Stefano Domenicali is distracted. He keeps looking out of his window. He is waiting for someone. He’s still at home in Italy, despite it being five weeks since he took on the role of CEO of Formula 1. The COVID-19 pandemic has thus far meant that he has not been able to move to Britain to work from Formula 1’s offices.
“Sorry, I am just checking because I need to do a PCR (COVID-19) test,” he says. “A person is coming to my house to do it, and I am alone at home, and so I need to let him in.”
Domenical, Formula 1’s new chief executive, is good at multi-tasking. You need to be when you run a racing team like Ferrari, or a car company like Lamborghini (his previous two jobs), and even the commercial rights holding company of Formula 1.
As we talk, Domenicali’s mobile phone is pinging with new messages. He is a busy man. But there are things he wants to see in the future and better interaction with the media is important. Thus, he is talking exclusively this day to Autoweek.
The Formula 1 season is due to kick off in six weeks and the world is still being disrupted by the pandemic. Can things really go ahead as planned?
F1 HOPES TO DELIVER ‘NORMAL’ 2021
“I think it is realistic,” Domenicali says, “even if, to be honest, it is challenging. We need to be fluid in our approach, but we are in contact with all the race organizers and they are totally committed to holding the races. Of course, we cannot control everything, but we can control our side, the protocols that we want to respect, the ones we had the privilege of using last year.

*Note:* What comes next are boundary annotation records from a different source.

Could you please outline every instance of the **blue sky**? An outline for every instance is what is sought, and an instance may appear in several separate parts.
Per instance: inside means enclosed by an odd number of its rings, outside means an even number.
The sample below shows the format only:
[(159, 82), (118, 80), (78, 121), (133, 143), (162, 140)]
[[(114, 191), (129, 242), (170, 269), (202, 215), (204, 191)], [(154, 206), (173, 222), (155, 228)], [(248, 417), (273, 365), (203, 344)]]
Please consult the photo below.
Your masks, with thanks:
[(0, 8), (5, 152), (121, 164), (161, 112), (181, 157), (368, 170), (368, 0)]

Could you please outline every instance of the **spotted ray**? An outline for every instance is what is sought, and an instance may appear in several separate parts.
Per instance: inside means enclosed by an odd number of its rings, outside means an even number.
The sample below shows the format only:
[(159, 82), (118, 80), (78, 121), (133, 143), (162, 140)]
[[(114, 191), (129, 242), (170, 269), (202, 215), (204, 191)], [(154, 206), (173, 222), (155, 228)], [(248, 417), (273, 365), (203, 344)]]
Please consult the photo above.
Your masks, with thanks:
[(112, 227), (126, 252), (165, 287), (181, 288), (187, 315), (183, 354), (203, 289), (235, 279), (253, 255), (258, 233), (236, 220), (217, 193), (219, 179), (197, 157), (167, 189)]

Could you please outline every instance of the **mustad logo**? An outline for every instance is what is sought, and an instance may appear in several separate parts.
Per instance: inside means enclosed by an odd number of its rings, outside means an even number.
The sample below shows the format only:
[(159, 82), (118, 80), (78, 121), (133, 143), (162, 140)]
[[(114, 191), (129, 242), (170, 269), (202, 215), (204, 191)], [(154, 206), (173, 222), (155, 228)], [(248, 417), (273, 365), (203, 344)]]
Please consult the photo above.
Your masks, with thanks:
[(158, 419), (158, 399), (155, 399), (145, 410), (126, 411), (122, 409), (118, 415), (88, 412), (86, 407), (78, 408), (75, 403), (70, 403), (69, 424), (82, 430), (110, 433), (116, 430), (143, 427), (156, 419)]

Is a Full Season Even Possible?
“This is the credibility we are bringing this year. Last year, there were not so much limitation going from country to country. This year is more complex, and things are evolving every day. But it is our wish and our hope that we can deliver what we want to achieve. We must be strong and we must expect a lot from the race organizers, creating events at the beginning with no spectators or with limited crowd capacity.
“We should not forget that. It is an incredible effort that they are putting in and we need not to forget that. This is a great signal for how strong the link is between countries, organizers and Formula 1 is. It would be easy in this kind of force majeure situation to say: ‘Forget it. We cannot do it.’ But that Is not the case.”
LOOKING AT THE FINANCIALS
In a couple of weeks, Formula 1 will announce its financial results for 2020. It won’t be pretty. The sport may have succeeded in holding 17 races, a calendar that was rather different from the planned 22 events, but the money earned, particularly from the race fees will likely be greatly reduced in comparison to 2019. Race fees make up 38 percent of the sport’s revenues, about the race as TV rights fees.
“I can’t say anything, because we are a stock market company,” Domenicali says, “but what I can say is that there is the will to do the full calendar and that gives us the direction which we are heading in after a very difficult year in that respect.”
It leads to the question of whether the F1 business model is too dependent on the race fees? Would it not be better to relax them a little, allowing the sport to go where it wants to go, from a strategic point of view, rather than having to go to places where the money is good but F1 has limited room to develop its audience.
“Race fees are a significant portion of the revenues of Formula 1,” he says. “This is pretty clear. If you are doing a great job that revenue stream could be higher if there could be more attention from the fans, because then we can also work on competition (with other promoters). I think that the real question is how much will we be able to capture the interest of people by creating incredible, unique occasions and events. From one side, on the racing platform and on the other side by creating a sort of extra environment to which everyone is going because they see music shows, festivals, exhibitions and activation that we need to generate with our platform.”